On 27 March 1914, the engineer Ermanno Bazzocchi was born in Tradate, the designer of the famous Macchi aeronautical trainers.

His career as a designer already began during his studies in Mechanical Engineering at the Milan Polytechnic, where he graduated with full marks, with the EB-1 "Littore" glider.

Officer of aeronautical engineering, he remained firmly and perhaps even politically aligned in favor of this, even long after his discharge, which led him to join the Macchi Air Force in Varese in 1941.

“M” like Macchi and “B” as Bazzocchi in the initials of the creations resulting from this magical union (not only airplanes, but also means of transport on the road such as the Macchi MB1 three-wheeler which offered a means of work to those who could not afford a truck after the war but who did not consider it sufficient due to load capacity a Piaggio “Ape”) seal a long-lived and successful union.

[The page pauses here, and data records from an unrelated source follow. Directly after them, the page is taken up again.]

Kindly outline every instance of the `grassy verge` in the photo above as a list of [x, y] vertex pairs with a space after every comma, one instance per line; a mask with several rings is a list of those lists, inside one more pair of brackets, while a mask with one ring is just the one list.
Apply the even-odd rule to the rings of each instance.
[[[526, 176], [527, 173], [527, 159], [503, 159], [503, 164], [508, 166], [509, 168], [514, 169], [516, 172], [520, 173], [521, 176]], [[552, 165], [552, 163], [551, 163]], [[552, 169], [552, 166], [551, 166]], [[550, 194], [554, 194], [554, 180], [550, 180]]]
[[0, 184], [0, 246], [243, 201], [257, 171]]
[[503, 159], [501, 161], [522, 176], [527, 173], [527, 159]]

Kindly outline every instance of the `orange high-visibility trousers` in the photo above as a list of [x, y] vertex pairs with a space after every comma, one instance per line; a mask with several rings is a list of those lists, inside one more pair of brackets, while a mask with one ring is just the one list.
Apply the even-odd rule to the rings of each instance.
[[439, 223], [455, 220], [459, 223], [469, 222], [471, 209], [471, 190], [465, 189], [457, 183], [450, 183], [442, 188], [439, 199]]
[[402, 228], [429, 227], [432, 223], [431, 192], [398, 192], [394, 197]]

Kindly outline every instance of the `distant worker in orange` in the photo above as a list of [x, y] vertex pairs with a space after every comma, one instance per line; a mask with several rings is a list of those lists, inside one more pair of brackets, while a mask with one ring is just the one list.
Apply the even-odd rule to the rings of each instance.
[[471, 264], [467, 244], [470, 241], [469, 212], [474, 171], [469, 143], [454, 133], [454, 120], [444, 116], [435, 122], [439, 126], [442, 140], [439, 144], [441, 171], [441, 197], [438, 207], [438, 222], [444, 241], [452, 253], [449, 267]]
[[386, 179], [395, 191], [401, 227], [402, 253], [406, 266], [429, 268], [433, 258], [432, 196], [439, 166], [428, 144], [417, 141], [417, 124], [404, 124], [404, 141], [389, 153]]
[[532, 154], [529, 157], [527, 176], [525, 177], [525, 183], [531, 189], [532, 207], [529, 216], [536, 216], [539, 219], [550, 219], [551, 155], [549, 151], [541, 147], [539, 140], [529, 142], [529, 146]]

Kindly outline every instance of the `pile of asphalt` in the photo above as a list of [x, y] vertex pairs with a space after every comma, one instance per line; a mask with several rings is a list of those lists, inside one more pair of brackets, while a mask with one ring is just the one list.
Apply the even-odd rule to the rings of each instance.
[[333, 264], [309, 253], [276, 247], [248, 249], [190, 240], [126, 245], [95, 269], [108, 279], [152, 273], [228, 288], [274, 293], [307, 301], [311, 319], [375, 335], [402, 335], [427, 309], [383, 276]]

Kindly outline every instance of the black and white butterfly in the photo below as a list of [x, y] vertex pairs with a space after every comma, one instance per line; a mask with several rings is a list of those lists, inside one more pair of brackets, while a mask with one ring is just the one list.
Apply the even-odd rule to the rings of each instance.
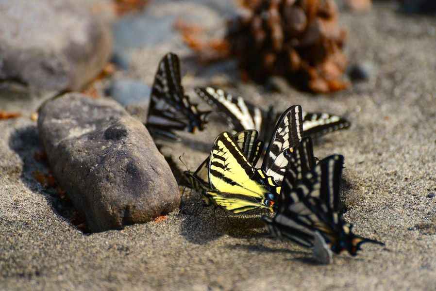
[[347, 250], [352, 256], [365, 242], [384, 244], [353, 234], [352, 225], [338, 212], [343, 161], [341, 155], [328, 157], [296, 181], [288, 179], [286, 171], [275, 216], [263, 217], [273, 235], [313, 247], [319, 233], [331, 251], [338, 254]]
[[[291, 153], [302, 140], [302, 120], [301, 106], [289, 107], [279, 118], [271, 136], [260, 169], [279, 184], [283, 179]], [[257, 130], [251, 129], [243, 130], [233, 137], [247, 161], [253, 166], [259, 160], [263, 147], [263, 141], [258, 139], [257, 136]], [[208, 159], [206, 159], [195, 172], [184, 172], [192, 189], [208, 190]]]
[[210, 111], [201, 111], [189, 101], [181, 84], [177, 55], [169, 53], [159, 64], [151, 88], [146, 126], [154, 137], [178, 139], [174, 130], [202, 130]]
[[[195, 92], [225, 118], [233, 130], [256, 129], [264, 141], [271, 136], [279, 116], [273, 107], [263, 111], [241, 97], [214, 87], [196, 88]], [[302, 114], [304, 136], [316, 137], [350, 126], [347, 120], [336, 115], [305, 112]]]

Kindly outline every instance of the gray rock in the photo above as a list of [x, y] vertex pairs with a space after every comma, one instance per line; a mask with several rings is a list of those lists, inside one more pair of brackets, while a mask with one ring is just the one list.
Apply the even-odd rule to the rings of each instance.
[[0, 0], [0, 79], [37, 91], [78, 90], [111, 52], [108, 29], [83, 1]]
[[363, 62], [352, 65], [348, 75], [353, 81], [368, 81], [375, 75], [375, 66], [370, 62]]
[[151, 88], [141, 81], [129, 79], [115, 81], [108, 90], [112, 98], [124, 106], [148, 104], [151, 92]]
[[77, 93], [50, 100], [38, 129], [51, 170], [93, 231], [177, 208], [177, 183], [145, 127], [119, 104]]
[[315, 231], [314, 238], [312, 250], [314, 259], [321, 264], [331, 263], [333, 260], [332, 250], [325, 242], [322, 235], [319, 231]]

In the aeronautical field, from the MB.308, a small touring plane known as the "Macchino" (1947) to the magnificent MB-323, MB-326 and MB-339 trainers (the latter still adopted today by the national aerobatic team), the acronym MB has sailed and still sails the skies all over the world, often leaving a colorful trail in the national aerobatic teams (Frecce Tricolori, Al Fursan, Telststars Acrobatic Team and The Roulettes).

As with other particularly successful projects that came out of the drawing board of an Italian engineer, he designed various developments of his most important projects, even going so far as to hypothesize an MB-320 six-seat executive transport aircraft, which however remained a project, and projects that anticipated (although roughly speaking) the AMX and the T346.

In Aermacchi Bazzocchi held the technical management and also came to become managing director. He did not stop collaborating with the Milan Polytechnic and with the University of Bologna, branch of Forlì which awarded him an honorary degree in aerospace engineering, and with prestigious technical associations in the aerospace branch.

He is remembered, among other things, also for his technical expertise on the Ustica case, in defense of the Air Force, where he argued theses that would otherwise be rejected.